The Centers for Disease Control and Prevention (CDC) issued its annual report on Mortality in the United States and found more bad news. The United States continues to see a decline in life expectancy, something that is unusual for a developed country to experience over several years. The mortality numbers continue to show another increase in drug overdose deaths now at 70,000 up again from the previous year when overdoses where at 63,000 in 2016. The 70,000 figure represents a fourfold increase since the start of this century. Opioids continues to drive that surge but as prescription drugs have seemed to level off heroine and especially fentanyl have increased.
The CDC number also show a continued increase in suicides U.S. suicide rate has continued to increase, from 10.5 suicides per 100,000 population in 1999 to 14.0 in 2017.

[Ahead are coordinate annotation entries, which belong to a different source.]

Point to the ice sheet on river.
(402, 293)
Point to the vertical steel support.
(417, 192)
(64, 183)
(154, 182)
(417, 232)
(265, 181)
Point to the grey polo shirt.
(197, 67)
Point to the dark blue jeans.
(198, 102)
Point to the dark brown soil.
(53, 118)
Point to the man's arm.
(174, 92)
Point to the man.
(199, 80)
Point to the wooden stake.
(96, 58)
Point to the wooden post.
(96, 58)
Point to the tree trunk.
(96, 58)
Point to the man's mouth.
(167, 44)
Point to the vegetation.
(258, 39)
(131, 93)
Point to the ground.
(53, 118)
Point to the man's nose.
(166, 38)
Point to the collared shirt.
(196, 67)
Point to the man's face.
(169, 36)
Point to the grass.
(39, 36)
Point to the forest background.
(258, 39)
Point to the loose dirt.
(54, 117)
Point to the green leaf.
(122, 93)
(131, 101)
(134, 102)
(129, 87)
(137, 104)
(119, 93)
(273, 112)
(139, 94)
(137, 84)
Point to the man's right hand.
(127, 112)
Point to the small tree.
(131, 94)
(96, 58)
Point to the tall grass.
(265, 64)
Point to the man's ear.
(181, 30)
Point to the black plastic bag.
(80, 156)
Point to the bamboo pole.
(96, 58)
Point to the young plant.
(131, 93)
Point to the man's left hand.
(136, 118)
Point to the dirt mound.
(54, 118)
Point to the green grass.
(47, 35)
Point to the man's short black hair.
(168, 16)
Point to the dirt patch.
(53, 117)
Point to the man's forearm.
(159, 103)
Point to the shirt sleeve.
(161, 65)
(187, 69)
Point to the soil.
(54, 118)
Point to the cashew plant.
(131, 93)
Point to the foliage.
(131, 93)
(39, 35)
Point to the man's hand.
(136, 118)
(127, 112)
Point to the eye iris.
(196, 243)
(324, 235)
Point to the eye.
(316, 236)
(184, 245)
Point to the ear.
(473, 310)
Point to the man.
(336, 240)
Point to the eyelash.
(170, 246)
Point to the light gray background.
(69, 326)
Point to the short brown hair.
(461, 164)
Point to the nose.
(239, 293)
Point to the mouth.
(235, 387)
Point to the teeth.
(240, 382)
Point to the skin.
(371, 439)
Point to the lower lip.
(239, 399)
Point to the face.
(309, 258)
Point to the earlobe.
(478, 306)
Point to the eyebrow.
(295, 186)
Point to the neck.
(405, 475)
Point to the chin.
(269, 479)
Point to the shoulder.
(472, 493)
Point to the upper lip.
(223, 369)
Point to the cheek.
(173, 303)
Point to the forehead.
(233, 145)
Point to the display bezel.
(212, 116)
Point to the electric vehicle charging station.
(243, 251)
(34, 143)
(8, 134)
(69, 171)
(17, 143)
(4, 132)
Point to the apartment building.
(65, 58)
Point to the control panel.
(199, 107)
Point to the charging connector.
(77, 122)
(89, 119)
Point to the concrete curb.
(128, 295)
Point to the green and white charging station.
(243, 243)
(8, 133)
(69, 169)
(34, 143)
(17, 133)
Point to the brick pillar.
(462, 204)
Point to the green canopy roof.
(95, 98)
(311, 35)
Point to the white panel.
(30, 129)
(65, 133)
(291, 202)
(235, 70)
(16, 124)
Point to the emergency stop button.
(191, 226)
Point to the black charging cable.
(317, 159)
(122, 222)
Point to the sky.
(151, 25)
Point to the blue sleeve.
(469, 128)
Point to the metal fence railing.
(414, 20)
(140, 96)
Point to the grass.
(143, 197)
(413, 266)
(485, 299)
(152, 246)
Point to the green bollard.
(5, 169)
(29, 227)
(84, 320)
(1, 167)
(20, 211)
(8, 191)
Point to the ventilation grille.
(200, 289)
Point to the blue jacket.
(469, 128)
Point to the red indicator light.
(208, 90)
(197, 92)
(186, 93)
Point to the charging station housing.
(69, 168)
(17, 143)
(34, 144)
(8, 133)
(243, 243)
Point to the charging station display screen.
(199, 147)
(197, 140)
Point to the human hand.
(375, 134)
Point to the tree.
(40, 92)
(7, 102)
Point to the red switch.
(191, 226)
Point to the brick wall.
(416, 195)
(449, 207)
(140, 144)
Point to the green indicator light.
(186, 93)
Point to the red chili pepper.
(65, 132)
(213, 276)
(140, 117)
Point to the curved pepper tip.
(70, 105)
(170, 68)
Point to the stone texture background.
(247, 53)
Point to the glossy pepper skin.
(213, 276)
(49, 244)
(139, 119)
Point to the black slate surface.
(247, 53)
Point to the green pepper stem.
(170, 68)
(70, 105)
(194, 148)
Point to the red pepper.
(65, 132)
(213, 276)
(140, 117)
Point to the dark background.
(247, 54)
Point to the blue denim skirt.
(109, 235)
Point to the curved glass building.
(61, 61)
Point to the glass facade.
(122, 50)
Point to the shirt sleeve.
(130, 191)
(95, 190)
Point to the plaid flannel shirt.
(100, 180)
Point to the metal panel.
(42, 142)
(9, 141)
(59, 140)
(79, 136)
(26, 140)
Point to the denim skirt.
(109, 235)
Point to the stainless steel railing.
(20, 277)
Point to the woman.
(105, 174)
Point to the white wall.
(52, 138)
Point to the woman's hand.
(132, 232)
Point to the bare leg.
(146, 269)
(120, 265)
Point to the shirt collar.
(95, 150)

CDC Director Dr Robert Redfield indicated that some of the opioid overdose numbers may be leveling off in 2018 but the CDC has limited data for this year. The states with the highest and lowest rates were: West Virginia (57.8 deaths per 100,000 population), Ohio (46.3), Pennsylvania (44.3) and the District of Columbia (44.0) had the highest observed age-adjusted drug overdose death rates in 2017, while Texas (10.5), North Dakota (9.2), South Dakota (8.5) and Nebraska (8.1) had the lowest.
Redfield said “The latest CDC data show that the U.S. life expectancy has declined over the past few years. Tragically, this troubling trend is largely driven by deaths from drug overdose and suicide. These sobering statistics are a wakeup call that we are losing too many Americans, too early and too often, to conditions that are preventable.”